Johannes Kliesch und André Neubauer im Podcast-Gespräch

Was bedeuten 3,7 Sterne wirklich? Wie gefährlich sind Fake Shops im Zeitalter von KI? Und wird Vertrauen im Online-Handel gerade komplett neu definiert?

André Neubauer, Chief Technology Officer von Trusted Shops, war zu Gast im Podcast von Johannes Kliesch, dem Geschäftsführer und Mitgründer von SNOCKS. Wir haben einige entscheidende Erkenntnisse aus dem Talk für dich in diesem Blogbeitrag zusammengestellt. Das komplette Gespräch kannst du dir auf Spotify oder YouTube anhören, bzw. anschauen.

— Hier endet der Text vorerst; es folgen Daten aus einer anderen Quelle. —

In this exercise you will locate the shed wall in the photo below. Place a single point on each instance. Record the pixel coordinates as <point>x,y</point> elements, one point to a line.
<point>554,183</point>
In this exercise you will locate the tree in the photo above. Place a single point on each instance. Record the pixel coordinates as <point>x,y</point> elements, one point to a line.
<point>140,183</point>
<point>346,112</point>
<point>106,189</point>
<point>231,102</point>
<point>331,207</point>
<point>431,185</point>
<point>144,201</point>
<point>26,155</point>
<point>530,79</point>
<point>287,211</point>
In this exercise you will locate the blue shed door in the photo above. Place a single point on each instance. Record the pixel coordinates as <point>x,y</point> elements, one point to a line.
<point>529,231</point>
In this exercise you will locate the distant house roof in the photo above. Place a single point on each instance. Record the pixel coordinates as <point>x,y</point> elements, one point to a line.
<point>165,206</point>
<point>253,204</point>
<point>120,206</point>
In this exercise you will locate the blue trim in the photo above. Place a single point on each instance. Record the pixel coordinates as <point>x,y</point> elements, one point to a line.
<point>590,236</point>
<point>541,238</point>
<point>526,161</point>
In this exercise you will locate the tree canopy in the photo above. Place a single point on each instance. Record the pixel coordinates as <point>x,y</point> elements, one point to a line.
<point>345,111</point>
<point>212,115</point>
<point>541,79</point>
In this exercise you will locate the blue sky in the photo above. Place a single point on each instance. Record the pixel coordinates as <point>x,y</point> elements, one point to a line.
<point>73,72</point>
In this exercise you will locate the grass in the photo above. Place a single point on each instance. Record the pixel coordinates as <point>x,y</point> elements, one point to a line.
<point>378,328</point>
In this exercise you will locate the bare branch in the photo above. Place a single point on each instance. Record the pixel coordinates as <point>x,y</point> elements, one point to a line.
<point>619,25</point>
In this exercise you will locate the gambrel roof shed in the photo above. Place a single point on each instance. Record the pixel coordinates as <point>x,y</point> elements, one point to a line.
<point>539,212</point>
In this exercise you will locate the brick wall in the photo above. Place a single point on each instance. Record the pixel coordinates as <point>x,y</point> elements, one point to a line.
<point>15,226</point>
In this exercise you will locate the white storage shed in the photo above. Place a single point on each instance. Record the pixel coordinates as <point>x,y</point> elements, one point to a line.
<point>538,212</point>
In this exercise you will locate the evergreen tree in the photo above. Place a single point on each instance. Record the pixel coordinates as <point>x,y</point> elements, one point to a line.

1. Negative Bewertungen sind nicht automatisch schlecht

Im Gespräch wird deutlich: Offene Bewertungsprofile locken vor allem unzufriedene Kundinnen und Kunden an, die negative Bewertungen hinterlassen. Das muss jedoch kein Problem darstellen. Für Konsument*innen sind auch durchwachsene Bewertungen wertvoll, da sie Orientierung bieten. Gleichzeitig sind sie für Unternehmen ein klarer Handlungsauftrag, aktiv zu reagieren und sich langfristig zu verbessern.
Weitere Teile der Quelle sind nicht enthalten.